The difference is I am in a city. Not any city but a tech city that encompasses huge companies like Valve and T-Mobile USA and is right next to the Headquarters of Microsoft, Nintendo America, Amazon, and major corporate offices of Google and Facebook. That seems like enough to warrant some decent internet service right? How else are you going to enjoy 50+ GB games from Steam, 4K video streaming from amazon, and endless YouTube videos?
The problem is that regardless of these facts, I and everyone else around here save for a couple dozen high-rise apartment buildings downtown are stuck between two ISPs. The great Satan, Comcast, and Centurylink.
I can get the service that I get for the price I pay or if for some reason I don't feel like supporting Comcast I always have the great choice of paying $40 a month for blazing fast 7 or 12Mbps "broadband" service.

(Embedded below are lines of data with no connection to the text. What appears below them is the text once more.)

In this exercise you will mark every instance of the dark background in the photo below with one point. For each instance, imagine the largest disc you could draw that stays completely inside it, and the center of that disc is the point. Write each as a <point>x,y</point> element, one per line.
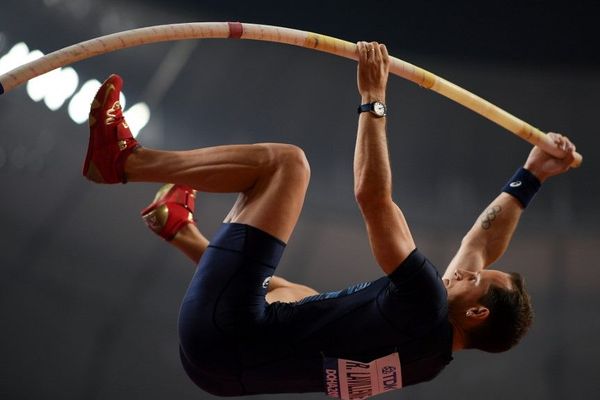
<point>89,298</point>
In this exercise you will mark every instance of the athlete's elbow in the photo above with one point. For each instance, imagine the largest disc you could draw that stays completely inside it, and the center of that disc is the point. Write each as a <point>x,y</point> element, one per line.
<point>368,196</point>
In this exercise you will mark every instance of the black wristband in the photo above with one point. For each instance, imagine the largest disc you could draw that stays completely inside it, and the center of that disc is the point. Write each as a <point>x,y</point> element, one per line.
<point>523,186</point>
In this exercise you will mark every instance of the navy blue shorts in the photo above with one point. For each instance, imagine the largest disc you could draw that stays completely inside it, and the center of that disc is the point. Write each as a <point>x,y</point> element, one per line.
<point>224,308</point>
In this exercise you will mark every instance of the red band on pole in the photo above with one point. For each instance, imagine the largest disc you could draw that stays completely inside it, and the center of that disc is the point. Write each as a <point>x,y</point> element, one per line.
<point>235,30</point>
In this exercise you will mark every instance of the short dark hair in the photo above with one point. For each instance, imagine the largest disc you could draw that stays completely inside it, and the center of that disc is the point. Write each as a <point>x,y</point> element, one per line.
<point>509,319</point>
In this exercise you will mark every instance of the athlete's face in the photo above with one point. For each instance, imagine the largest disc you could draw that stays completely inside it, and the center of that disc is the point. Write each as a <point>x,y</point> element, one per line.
<point>468,287</point>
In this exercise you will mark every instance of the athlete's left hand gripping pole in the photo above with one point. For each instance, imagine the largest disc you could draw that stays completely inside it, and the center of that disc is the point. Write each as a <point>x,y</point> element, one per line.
<point>237,30</point>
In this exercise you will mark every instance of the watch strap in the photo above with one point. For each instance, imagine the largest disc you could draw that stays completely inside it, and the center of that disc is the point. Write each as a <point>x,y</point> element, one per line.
<point>365,107</point>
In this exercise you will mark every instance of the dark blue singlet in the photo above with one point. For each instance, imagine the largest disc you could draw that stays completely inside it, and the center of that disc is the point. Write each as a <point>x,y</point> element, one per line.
<point>232,342</point>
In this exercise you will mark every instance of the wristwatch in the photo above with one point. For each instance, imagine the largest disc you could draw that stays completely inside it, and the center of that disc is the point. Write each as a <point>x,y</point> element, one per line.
<point>377,108</point>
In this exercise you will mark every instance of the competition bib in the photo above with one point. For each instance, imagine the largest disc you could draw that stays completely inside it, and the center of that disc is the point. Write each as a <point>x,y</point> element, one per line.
<point>353,380</point>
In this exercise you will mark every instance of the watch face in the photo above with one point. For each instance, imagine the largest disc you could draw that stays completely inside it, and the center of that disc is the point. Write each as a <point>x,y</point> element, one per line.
<point>379,108</point>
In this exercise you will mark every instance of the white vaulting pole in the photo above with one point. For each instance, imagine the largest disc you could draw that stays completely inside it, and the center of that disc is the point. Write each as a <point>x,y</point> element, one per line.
<point>238,30</point>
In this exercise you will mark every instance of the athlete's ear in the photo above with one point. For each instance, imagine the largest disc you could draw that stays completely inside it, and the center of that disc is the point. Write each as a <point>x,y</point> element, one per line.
<point>477,313</point>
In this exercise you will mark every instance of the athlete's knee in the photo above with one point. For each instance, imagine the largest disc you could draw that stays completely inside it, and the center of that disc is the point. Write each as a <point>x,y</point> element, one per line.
<point>291,159</point>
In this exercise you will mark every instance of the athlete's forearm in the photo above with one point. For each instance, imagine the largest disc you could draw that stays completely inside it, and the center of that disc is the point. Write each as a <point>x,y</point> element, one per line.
<point>489,237</point>
<point>494,229</point>
<point>372,172</point>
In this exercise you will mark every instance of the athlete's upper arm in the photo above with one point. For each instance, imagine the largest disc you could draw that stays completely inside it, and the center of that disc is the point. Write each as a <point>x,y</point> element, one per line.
<point>389,235</point>
<point>469,257</point>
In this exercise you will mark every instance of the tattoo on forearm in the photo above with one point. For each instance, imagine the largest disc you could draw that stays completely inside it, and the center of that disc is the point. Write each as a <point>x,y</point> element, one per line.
<point>489,216</point>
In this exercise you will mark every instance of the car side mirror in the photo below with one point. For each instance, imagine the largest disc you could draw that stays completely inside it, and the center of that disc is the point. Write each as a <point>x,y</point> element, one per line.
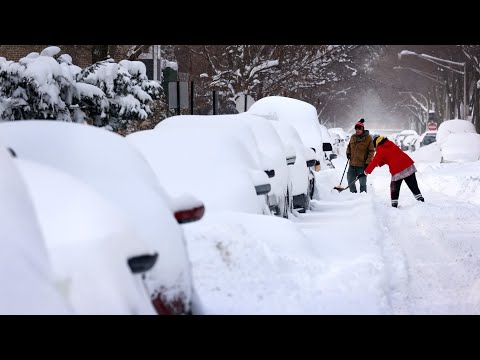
<point>327,147</point>
<point>263,189</point>
<point>142,263</point>
<point>10,150</point>
<point>270,173</point>
<point>291,160</point>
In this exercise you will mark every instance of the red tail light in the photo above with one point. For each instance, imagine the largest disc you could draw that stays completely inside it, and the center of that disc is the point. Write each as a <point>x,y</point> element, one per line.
<point>185,216</point>
<point>173,307</point>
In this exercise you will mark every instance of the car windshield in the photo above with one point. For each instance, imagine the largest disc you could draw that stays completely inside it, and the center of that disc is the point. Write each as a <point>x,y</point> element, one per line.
<point>429,139</point>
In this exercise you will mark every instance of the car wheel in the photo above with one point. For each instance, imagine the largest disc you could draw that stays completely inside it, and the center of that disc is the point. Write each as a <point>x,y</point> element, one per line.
<point>306,205</point>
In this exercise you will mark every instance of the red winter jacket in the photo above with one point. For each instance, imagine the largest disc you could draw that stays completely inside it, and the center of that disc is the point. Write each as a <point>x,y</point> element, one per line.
<point>390,154</point>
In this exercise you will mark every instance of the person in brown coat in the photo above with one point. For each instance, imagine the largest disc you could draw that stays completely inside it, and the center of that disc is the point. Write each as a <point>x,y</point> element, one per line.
<point>360,152</point>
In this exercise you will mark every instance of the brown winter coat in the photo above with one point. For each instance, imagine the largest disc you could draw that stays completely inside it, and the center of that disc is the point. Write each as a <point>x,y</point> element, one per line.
<point>360,148</point>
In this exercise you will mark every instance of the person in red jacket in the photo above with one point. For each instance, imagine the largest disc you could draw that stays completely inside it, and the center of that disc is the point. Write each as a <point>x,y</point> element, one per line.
<point>400,164</point>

The funny thing is that on the off chance that I'm watching cable TV I'm seeing advertisements for Centurylink's Gigabit Fiber service for only $80* a month or Comcast's seemingly heavenly 2Gbps Fiber.
The issue here is that as far as I've seen, Centurylink's service is only available in half-a-neighborhood in Seattle and that star you see next to the $80 there is because you've also got to pay an extra $40 a month for TV and sign a yearlong contract.
The issue with Comcast's fantastic service I found after a wonderful call with their representatives is many fold. Funny story, the automatic voiceover for the Fiber hotline tells you about their "Two Gigabyte" Fiber service. The service however not only costs a whopping $300 per month plus a $20 per month mandatory modem rental but also requires a $500 installation fee as well as a $500 activation fee as well as a two year contract with a $1150 cancellation fee. Not only that but they also reserve the right to institute an arbitrary data cap on that service whenever they feel like it during that contract. To top all of that off you can be forced wait between six to eight weeks for the installation to even occur in the first place.
If you're not familiar with Comcast's fantastic new data cap policies that they've instituted in the southeast then I'll enlighten you. They decided that they weren't making enough money despite record profits so they thought they'd cap the internet that you already pay handsomely for at a measly 350GB per month and charge $10 per 50GB you went above that cap. If you're like me and enjoy in excess of 3 Terrabytes of data a month then you're suddenly paying an extra $530 a month if you forgot to pay the 35 bucks to wave the cap in the first place.
Luckily Comcast was gracious and just recently upped that cap to a marginally more reasonably 1TB of data per month but raised data cap waver up to $50.
Look.
I know that a whole Terrabyte sounds like a lot and it is but you also have to remember the following.
modern video games are now in excess of 50GB a piece, a 1080p Blu-ray movie is 50GB with 4K Blu-rays reaching 100GB, and video streaming in general tends to consume in excess of 2GB per hour for low quality 1080p streams.
Once you're enjoying high quality content, have multiple family members, or use your internet for high capacity offsite backups, 1TB stops being a lot of data.
I've done some calculations based on the $625 + $50 I spend right now on rent for a small room and internet and the fact that I could rent one of these apartments with true $80 Gigabit fiber for $1250 plus the internet.
If I needed Gigabit internet for less than 6 months, it would literally be cheaper for me to move to this fancy studio apartment with a full kitchen, washer/dryer, the whole shebang, and move back afterwards than it would be to get Comcast Fiber and pay the whole installation fees, service, and cancellation fees.
Orange = Fancy Apartment + GigaWave Blue = Comcast Fiber and Rented Room |
We need Google Fiber like Gigabit service for less than $100 and we need it in more than a dozen smaller cities nationwide. Just because some of us are still cool with dial-up doesn't mean most of us are. We massively under-invest in infrastructure which is why we're seeing bridges and roads collapse far too often but I'd argue that internet infrastructure is even more important for the future where we can get Amazon drones delivering everything and VR becomes something uncannily like reality.
Thanks for reading my little rant and I'd love to hear your thoughts on the subject.